Die Time-to-Value-Positionierung wurde als Hauptvorteil von Warehouse-nativen CDPs herausgestellt, da ihre Implementierung in CDW-Umgebungen der Kunden einfacher zu sein scheint als bei CDP-Paketen. Dies ist jedoch eine große Fehlcharakterisierung der etablierten CDP-Fähigkeiten. Alle wichtigen etablierten CDPs können innerhalb weniger Stunden installiert und ausgeführt werden. Ebenso erfordern Warehouse-native CDP-Bereitstellungen oft umfangreiche professionelle Services, bevor sie vollständig als CDP eingesetzt werden können, insbesondere wenn eine komplexe Identitätsauflösung erforderlich ist. Meist handelt es sich dabei um eine kluge Positionierung durch Warehouse-native CDPs, wodurch die ausgereiften Bereitstellungsmethoden etablierter CDPs zu einer vermeintlichen Belastung werden. In den meisten Anwendungsfällen hängt die Bereitstellungsgeschwindigkeit mehr vom Kundenkontext ab als von den inhärenten CDP-Grenzwerten.

Die schemaunabhängige Anforderung von Zero-Copy ist ein interessanter Bereich, den es zu berücksichtigen gilt. Etablierte CDPs sind in ihren Arbeitsabläufen präskriptiver als zusammensetzbare CDPs, sodass eine Datenzuordnung erforderlich ist. Warehouse-native CDPs bieten möglicherweise mehr Flexibilität, erfordern jedoch, dass Kunden vor der Bereitstellung bereits ein kohärentes Datenmodell erstellt haben. Marketer bevorzugen im Allgemeinen etablierte CDPs, da sie speziell darauf ausgelegt sind, ihre Arbeitsabläufe zu unterstützen, indem sie klar definierte Benutzerpräferenzen verwenden, die in den letzten zehn Jahren definiert wurden. Bei Warehouse-nativen CDP-Bereitstellungen müssen die Datenentwicklungsteams des Kunden ein Schema für ihre Benutzer erstellen und dieses kontinuierlich aktualisieren, wenn sich die Anwendungsfälle ändern. Richtig überlegt, ist das wirklich eine Wahl zwischen Marketer-Enablement und Data Engineering-Anpassung.

Ein weiterer angeblicher Vorteil der schemaunabhängigen Funktion ist die Möglichkeit, einfacher im Kontext der Dateninfrastruktur eines Kunden zu arbeiten. In der Praxis ist dies kein allgemeiner Unterschied zwischen etablierten und lagernativen CDPs. Die Fähigkeit, mit verschiedenen Datenquellen zu arbeiten, ist bei allen CDPs unterschiedlich und hängt weitgehend von der Qualität der Integrationen für bestimmte Quellen ab. Beispielsweise lässt sich ein bestimmtes etabliertes CDP besser in einige CDW-Plattformen integrieren als alle „zusammensetzbaren“ CDPs.

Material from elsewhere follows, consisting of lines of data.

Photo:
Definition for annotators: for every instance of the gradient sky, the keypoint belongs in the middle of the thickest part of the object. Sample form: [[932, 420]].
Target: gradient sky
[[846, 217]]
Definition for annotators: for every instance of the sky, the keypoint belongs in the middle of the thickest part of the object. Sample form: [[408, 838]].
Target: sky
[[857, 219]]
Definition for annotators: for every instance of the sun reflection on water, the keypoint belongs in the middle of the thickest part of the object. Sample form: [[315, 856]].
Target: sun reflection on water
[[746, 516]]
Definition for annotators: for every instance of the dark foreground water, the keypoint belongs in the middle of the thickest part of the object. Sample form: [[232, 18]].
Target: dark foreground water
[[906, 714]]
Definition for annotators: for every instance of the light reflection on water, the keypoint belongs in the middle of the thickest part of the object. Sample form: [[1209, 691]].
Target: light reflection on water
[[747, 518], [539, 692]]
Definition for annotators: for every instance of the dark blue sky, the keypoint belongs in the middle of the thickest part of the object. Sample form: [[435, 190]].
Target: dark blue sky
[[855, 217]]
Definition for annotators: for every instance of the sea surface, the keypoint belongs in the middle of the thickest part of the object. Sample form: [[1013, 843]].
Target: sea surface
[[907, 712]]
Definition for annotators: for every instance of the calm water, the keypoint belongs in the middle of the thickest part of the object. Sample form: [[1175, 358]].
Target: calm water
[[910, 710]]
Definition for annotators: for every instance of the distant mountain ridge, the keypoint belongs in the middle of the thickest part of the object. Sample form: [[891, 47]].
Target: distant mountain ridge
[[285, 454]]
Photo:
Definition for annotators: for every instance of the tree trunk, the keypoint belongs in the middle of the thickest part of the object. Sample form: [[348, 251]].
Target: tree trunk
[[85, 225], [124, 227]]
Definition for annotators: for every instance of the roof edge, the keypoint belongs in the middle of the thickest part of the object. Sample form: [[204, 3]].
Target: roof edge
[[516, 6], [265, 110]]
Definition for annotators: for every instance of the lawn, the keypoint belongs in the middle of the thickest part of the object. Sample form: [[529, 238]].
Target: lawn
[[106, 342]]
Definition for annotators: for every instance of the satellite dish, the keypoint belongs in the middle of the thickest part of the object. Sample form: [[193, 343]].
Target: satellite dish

Für den Käufer von CDPs ist diese Verschmelzung zusammensetzbarer „Anforderungen“ bei der Auswahl des geeigneten CDP nicht hilfreich. Da die meisten CDPs entbündelte Preise anbieten, sind die meisten CDPs laut technischer Definition „zusammensetzbar“. Wenn wir die Definition von Composable auf den Begriff „Zero-Copy“ -Deployment erweitern, müssen wir genau wissen, was das eigentlich bedeutet. Wie bereits erwähnt, bedeutet dies nicht „keine Datenkopie“, da alle CDPs dies aus Leistungsgründen tun. In der Praxis bedeutet das: „Wie funktionieren die CDW-basierten Qualitätsbemühungen?“ Die Antwort darauf hängt weitgehend vom Kontext ab. Warehouse-native Ansätze werden die aktuellen CDW-basierten Qualitätsbemühungen besser unterstützen, wobei die CDP-Pakete die Lücke im nächsten Jahr schließen werden. Abgesehen von den CDW-Qualitätsanstrengungen werden vertikale CDPs Qualitätsprobleme besser lösen als Allzweck-CDPs.

Bei den übrigen „zusammensetzbaren“ Anforderungen handelt es sich größtenteils um Überlegungen zum Produktmarketing, bei denen der Kundenkontext ignoriert wird. Wir bewundern zwar die Produktmarketing-Fähigkeiten der CDP-Anbieter, die im Warehouse tätig sind, aber die Verschmelzung dieser Konzepte hat die ohnehin komplizierte CDP-Auswahl noch schwieriger gemacht.